BOLTON MP Yasmin Qureshi has called for an end what she calls Britain’s ‘secret wars’.

Writing in the New Statesman, the Bolton South East MP said she feels the country is still in the ‘dark ages’ when it comes to the transparency of what our special forces are doing abroad.

She said: “There have been numerous media reports about UK special forces operating around the world, but never any official confirmation from the government.

“In March a leaked memo from Jordan suggested the SAS has been operating in Libya since the beginning of this year, but Foreign Secretary Phillip Hammond has only admitted 'military advisers' are present. Despite the government’s chicanery, it seems that UK forces are involved in a sustained military intervention there.

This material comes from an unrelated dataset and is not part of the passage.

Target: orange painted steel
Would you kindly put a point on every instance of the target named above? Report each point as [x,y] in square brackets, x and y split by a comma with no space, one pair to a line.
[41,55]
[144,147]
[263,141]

“When the Prime Minister wanted to carry out airstrikes in Iraq and Syria, he came to Parliament and openly made his case.

"Yet when it comes to special forces there is barely an official comment. I’ve spent the past few months on the Foreign Affairs Committee trying to interrogate the government about this, but to no avail.

“We’re not talking about the kind of hostage rescue missions and other quick deployments that the SAS is famous for. We’re talking about long-term missions, including in places where there has been no debate about a decision to go to war.

“Following the wars in Iraq and Afghanistan, the intervention in Libya in 2011 and the failed Syria intervention vote in 2013, the government knows how unpopular war has become.

“And so special forces are increasingly being used to get around this problem, acting as a substitute for a conventional deployment that would attract public scrutiny. Libya is a clear example of this – a creeping intervention carried out by the backdoor.”

The Labour MP believes any decisions to go to war should be subject to “full public debate and parliamentary scrutiny” regardless of the method being used.

She says the first step should be to strengthen and expand the convention that means the use of military force should be subject to a debate in the commons — a convention she believes is under threat from the current Tory government.

She added: “Public scepticism on war cannot simply be sidestepped.

“If the government feels it needs to use military force, it must go to the public and win the argument.

“Not only because it is the democratic and transparent thing to do, but because a war that lacks legitimacy can be lost at home to a critical public just as easily as it can to the enemy abroad.”